Accuracy in Media

The headline said, “FBI Is Casting A Wider Net in Anthrax Attacks.” The article in the Washington Post was basically an admission that, five years after the fact, the FBI completely botched the case of the post 9/11 anthrax letters. We’ve been after the FBI to change course for years, noting the complete lack of evidence against “person of interest” Steven Hatfill and the circumstantial evidence suggesting al Qaeda was behind the attacks.

The story by Allan Lengel and Joby Warrick tried to put the best face on the FBI’s incompetence by suggesting the bureau was merely reacting to new developments in the case.

The Post said, “What was initially described as a near-military-grade biological weapon was ultimately found to have had a more ordinary pedigree, containing no additives and no signs of special processing to make the anthrax bacteria more deadly, law enforcement officials confirmed. In addition, the strain of anthrax used in the attacks has turned out to be more common than was initially believed, the officials said.”

None of this should be a surprise. The FBI allowed itself to be misled from the start, acting on disinformation being fed to it by liberal Senators and left-wing activists anxious to find a right-winger to blame.

The Post added, “In interviews and a recently published scientific article, law enforcement authorities have acknowledged that much of the conventional wisdom about the attacks turned out to be wrong.”

That conventional wisdom had been featured in such newspapers as the Washington Post and New York Times.

AIM, by contrast, had publicized evidence of an al-Qaeda link to the attacks. One of our articles appeared as far back as August 2002. We noted, “The anthrax letters praised Allah, and [lead 9/11 hijacker] Atta was spotted a few days before the assault in a Palm Beach, Florida, pharmacy getting medication for his hands, which had become red and swollen. Another hijacker, Ahmed Alhaznawi, who lived and trained as a pilot in Florida where the anthrax attacks began, went to the Holy Cross hospital in Fort Lauderdale complaining of a nasty leg lesion that could have been caused by anthrax. Yet FBI officials have dismissed this evidence.”
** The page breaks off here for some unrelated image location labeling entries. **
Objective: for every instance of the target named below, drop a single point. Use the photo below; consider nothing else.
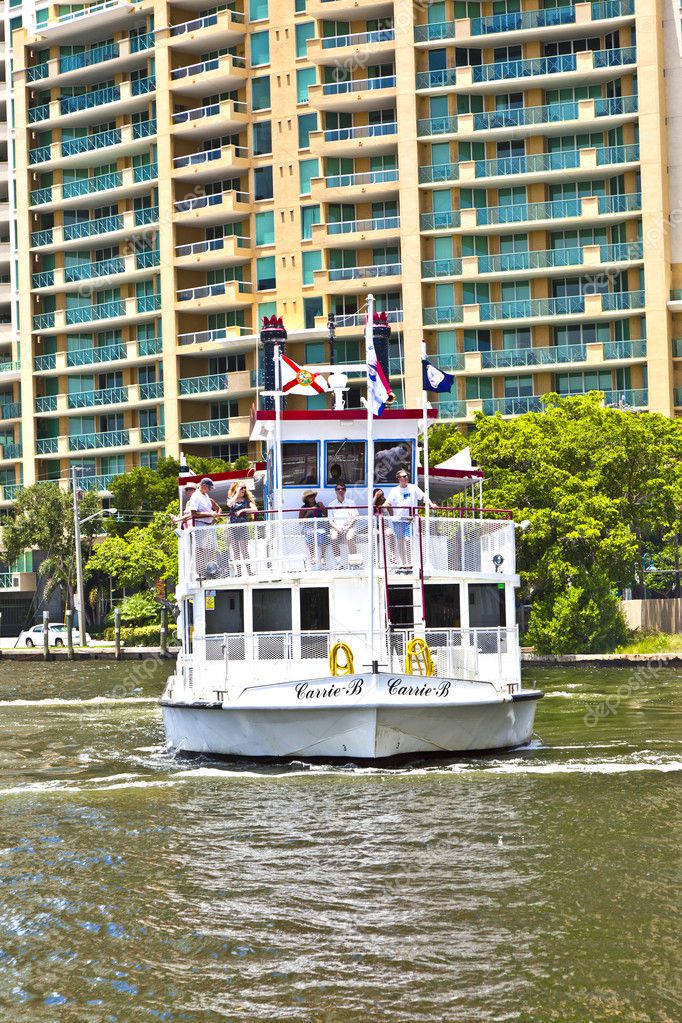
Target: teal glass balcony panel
(439, 172)
(91, 356)
(144, 129)
(151, 391)
(442, 268)
(85, 442)
(533, 260)
(205, 428)
(148, 303)
(44, 278)
(41, 195)
(519, 357)
(361, 131)
(141, 86)
(616, 57)
(440, 221)
(46, 403)
(375, 224)
(86, 186)
(99, 268)
(618, 154)
(40, 113)
(620, 301)
(512, 406)
(87, 143)
(532, 308)
(147, 172)
(361, 272)
(625, 349)
(149, 258)
(203, 385)
(503, 70)
(142, 42)
(43, 320)
(630, 203)
(444, 79)
(551, 114)
(634, 398)
(104, 310)
(359, 39)
(151, 435)
(96, 483)
(529, 212)
(40, 154)
(99, 97)
(452, 409)
(149, 346)
(43, 237)
(42, 362)
(87, 228)
(437, 126)
(97, 54)
(535, 164)
(359, 85)
(366, 178)
(436, 315)
(38, 72)
(104, 396)
(147, 215)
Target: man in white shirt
(404, 499)
(343, 516)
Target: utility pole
(80, 594)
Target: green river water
(541, 886)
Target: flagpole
(369, 340)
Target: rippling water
(539, 886)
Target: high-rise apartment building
(497, 174)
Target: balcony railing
(103, 396)
(85, 442)
(205, 428)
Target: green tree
(44, 521)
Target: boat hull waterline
(365, 717)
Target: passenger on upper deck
(343, 517)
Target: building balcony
(363, 47)
(211, 120)
(363, 140)
(231, 250)
(534, 25)
(368, 185)
(356, 94)
(219, 208)
(219, 30)
(220, 74)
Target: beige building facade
(504, 177)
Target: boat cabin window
(345, 460)
(300, 464)
(272, 610)
(224, 611)
(389, 457)
(314, 609)
(487, 609)
(442, 606)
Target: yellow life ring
(419, 660)
(348, 668)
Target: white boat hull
(378, 723)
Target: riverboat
(396, 636)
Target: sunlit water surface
(536, 886)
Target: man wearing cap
(404, 499)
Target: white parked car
(57, 636)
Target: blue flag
(435, 380)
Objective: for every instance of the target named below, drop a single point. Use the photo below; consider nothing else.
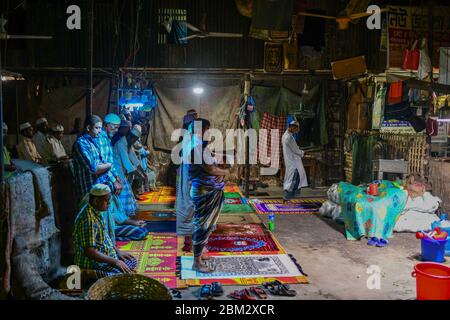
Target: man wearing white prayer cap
(26, 148)
(95, 251)
(295, 175)
(59, 153)
(10, 168)
(40, 139)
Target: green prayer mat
(232, 195)
(237, 208)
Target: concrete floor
(337, 268)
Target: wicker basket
(128, 287)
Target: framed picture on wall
(273, 57)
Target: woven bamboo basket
(128, 287)
(439, 180)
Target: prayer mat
(153, 242)
(162, 226)
(243, 243)
(163, 191)
(237, 208)
(232, 188)
(160, 265)
(234, 229)
(302, 206)
(233, 201)
(157, 207)
(160, 199)
(150, 216)
(232, 195)
(245, 269)
(239, 218)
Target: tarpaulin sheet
(219, 104)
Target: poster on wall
(407, 24)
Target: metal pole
(247, 142)
(89, 92)
(2, 160)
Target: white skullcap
(58, 128)
(100, 190)
(41, 120)
(138, 128)
(136, 132)
(24, 126)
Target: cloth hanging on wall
(378, 107)
(444, 66)
(272, 14)
(395, 92)
(362, 154)
(219, 104)
(266, 143)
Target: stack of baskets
(128, 287)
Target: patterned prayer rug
(162, 226)
(156, 216)
(164, 195)
(232, 195)
(157, 258)
(237, 208)
(153, 242)
(233, 201)
(232, 244)
(244, 269)
(232, 188)
(157, 207)
(240, 218)
(234, 229)
(160, 265)
(301, 206)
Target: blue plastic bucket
(433, 250)
(447, 247)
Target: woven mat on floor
(157, 258)
(239, 239)
(245, 270)
(239, 218)
(156, 216)
(237, 208)
(301, 206)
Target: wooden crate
(410, 147)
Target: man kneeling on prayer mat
(95, 251)
(295, 175)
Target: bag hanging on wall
(412, 57)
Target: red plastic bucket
(432, 281)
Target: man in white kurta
(40, 139)
(59, 153)
(295, 175)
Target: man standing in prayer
(40, 139)
(59, 153)
(89, 166)
(184, 206)
(10, 168)
(122, 228)
(295, 175)
(26, 148)
(124, 167)
(94, 249)
(207, 195)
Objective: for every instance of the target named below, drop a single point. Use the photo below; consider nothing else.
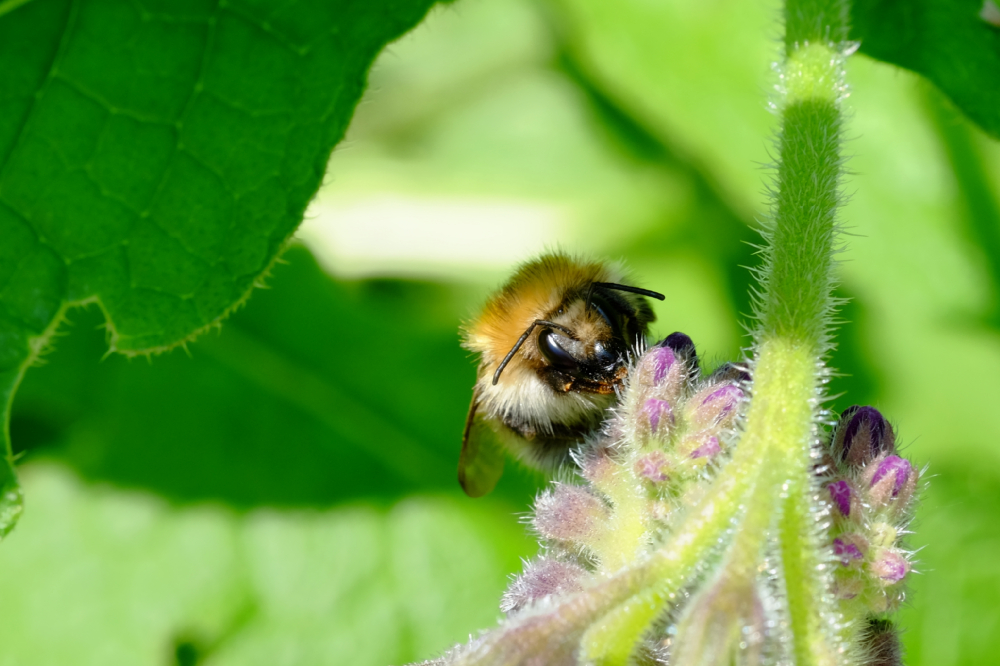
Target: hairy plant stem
(795, 311)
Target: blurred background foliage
(284, 493)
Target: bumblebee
(553, 346)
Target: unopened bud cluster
(655, 464)
(871, 489)
(662, 442)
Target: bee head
(583, 345)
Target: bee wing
(480, 464)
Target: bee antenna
(624, 287)
(520, 341)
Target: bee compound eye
(553, 353)
(605, 357)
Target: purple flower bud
(569, 513)
(542, 577)
(862, 435)
(653, 467)
(848, 549)
(683, 346)
(840, 493)
(708, 449)
(895, 468)
(659, 411)
(889, 567)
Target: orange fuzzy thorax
(534, 292)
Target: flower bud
(891, 477)
(715, 405)
(570, 513)
(840, 493)
(542, 577)
(889, 566)
(850, 549)
(708, 449)
(653, 467)
(848, 587)
(660, 416)
(862, 435)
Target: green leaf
(948, 41)
(155, 157)
(129, 579)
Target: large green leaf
(954, 43)
(105, 576)
(155, 156)
(317, 394)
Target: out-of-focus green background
(284, 492)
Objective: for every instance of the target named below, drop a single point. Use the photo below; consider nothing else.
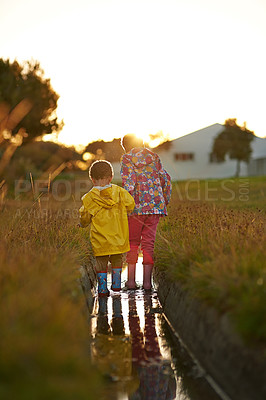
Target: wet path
(132, 345)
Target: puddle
(133, 347)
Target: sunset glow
(145, 66)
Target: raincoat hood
(139, 157)
(104, 198)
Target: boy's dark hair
(130, 141)
(101, 169)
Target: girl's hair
(130, 141)
(101, 169)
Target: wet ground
(136, 351)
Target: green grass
(217, 250)
(44, 336)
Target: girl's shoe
(102, 283)
(147, 271)
(131, 272)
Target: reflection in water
(132, 348)
(132, 360)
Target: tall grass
(44, 337)
(217, 251)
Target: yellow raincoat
(106, 210)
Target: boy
(147, 181)
(105, 207)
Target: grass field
(214, 243)
(44, 336)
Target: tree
(110, 151)
(28, 100)
(234, 141)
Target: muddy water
(133, 347)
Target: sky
(143, 66)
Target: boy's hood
(106, 198)
(139, 157)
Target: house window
(184, 156)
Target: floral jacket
(146, 180)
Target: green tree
(110, 151)
(28, 100)
(234, 141)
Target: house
(190, 157)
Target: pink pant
(142, 231)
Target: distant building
(190, 157)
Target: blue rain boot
(116, 279)
(102, 284)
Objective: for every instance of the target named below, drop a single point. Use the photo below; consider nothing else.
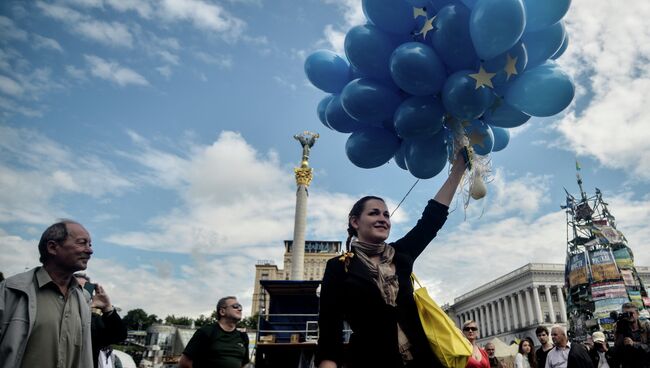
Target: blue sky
(165, 127)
The Post story admitted that “?the particular strain of anthrax used in the attacks has turned to out to be a less significant clue than first believed. The highly virulent Ames strain was first isolated in the United States and was the basis for the anthrax weapons formerly created by the United States. The use of the Ames strain in the 2001 attack was initially seen as a strong clue linking the terrorist to the U.S. biodefense network.
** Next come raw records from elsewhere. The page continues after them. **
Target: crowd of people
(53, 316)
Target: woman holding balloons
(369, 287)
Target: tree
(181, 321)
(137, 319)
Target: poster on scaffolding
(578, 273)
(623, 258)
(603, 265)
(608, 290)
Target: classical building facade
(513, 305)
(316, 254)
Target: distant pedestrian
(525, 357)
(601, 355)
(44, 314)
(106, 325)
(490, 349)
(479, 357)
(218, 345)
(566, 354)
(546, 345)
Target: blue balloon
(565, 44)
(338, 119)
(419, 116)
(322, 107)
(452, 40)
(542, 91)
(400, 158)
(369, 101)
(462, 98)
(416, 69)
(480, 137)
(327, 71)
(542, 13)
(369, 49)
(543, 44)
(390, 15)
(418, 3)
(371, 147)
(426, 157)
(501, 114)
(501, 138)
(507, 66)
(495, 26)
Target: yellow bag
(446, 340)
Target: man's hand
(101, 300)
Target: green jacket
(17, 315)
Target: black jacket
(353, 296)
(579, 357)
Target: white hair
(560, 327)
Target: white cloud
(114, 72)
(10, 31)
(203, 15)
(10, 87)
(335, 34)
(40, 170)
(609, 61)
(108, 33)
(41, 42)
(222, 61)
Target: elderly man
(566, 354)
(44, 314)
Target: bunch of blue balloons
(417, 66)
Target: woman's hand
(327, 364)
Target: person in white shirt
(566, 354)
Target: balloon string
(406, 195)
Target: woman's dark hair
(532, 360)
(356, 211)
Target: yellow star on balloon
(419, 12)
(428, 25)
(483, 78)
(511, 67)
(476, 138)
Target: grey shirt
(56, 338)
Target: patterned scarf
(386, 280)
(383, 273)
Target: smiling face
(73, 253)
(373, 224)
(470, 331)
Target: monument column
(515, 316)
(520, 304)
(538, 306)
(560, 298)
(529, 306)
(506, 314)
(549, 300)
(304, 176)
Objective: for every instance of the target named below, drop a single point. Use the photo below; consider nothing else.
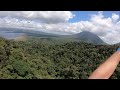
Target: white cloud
(107, 28)
(41, 16)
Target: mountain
(88, 37)
(84, 36)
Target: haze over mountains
(85, 36)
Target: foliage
(44, 59)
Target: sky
(105, 24)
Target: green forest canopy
(45, 59)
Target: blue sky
(85, 15)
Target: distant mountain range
(84, 36)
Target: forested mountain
(84, 36)
(39, 59)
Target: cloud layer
(107, 28)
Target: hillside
(18, 33)
(38, 59)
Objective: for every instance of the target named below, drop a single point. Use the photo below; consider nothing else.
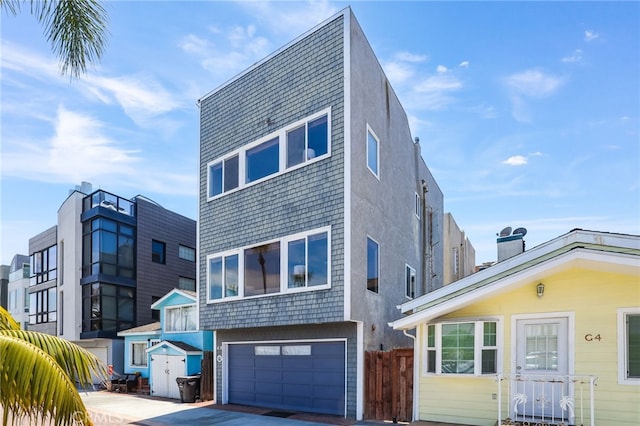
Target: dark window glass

“But the more the FBI investigated, the more ubiquitous the Ames strain seemed, appearing in labs around the world including nations of the former Soviet Union.”

In his September 6 speech about the interrogation and detention of al Qaeda terrorists, President Bush acknowledged, for the first time, that the terrorists had an anthrax program.

He said, “KSM [Khalid Sheikh Mohammed] also provided vital information on al Qaeda’s efforts to obtain biological weapons. During questioning, KSM admitted that he had met three individuals involved in al Qaeda’s efforts to produce anthrax, a deadly biological agent-and he identified one of the individuals as a terrorist named Yazid. KSM apparently believed we already had this information, because Yazid had been captured and taken into foreign custody before KSM’s arrest. In fact, we did not know about Yazid’s role in al Qaeda’s anthrax program. Information from Yazid then helped lead to the capture of his two principal assistants in the anthrax program. Without the information provided by KSM and Yazid, we might not have uncovered this al-Qaeda biological weapons program, or stopped this al-Qaeda cell from developing anthrax for attacks against the United States.”

It looks like another al-Qaeda cell carried out the post-9/11 anthrax attacks.

Unfortunately, the FBI doesn’t know who or where they are.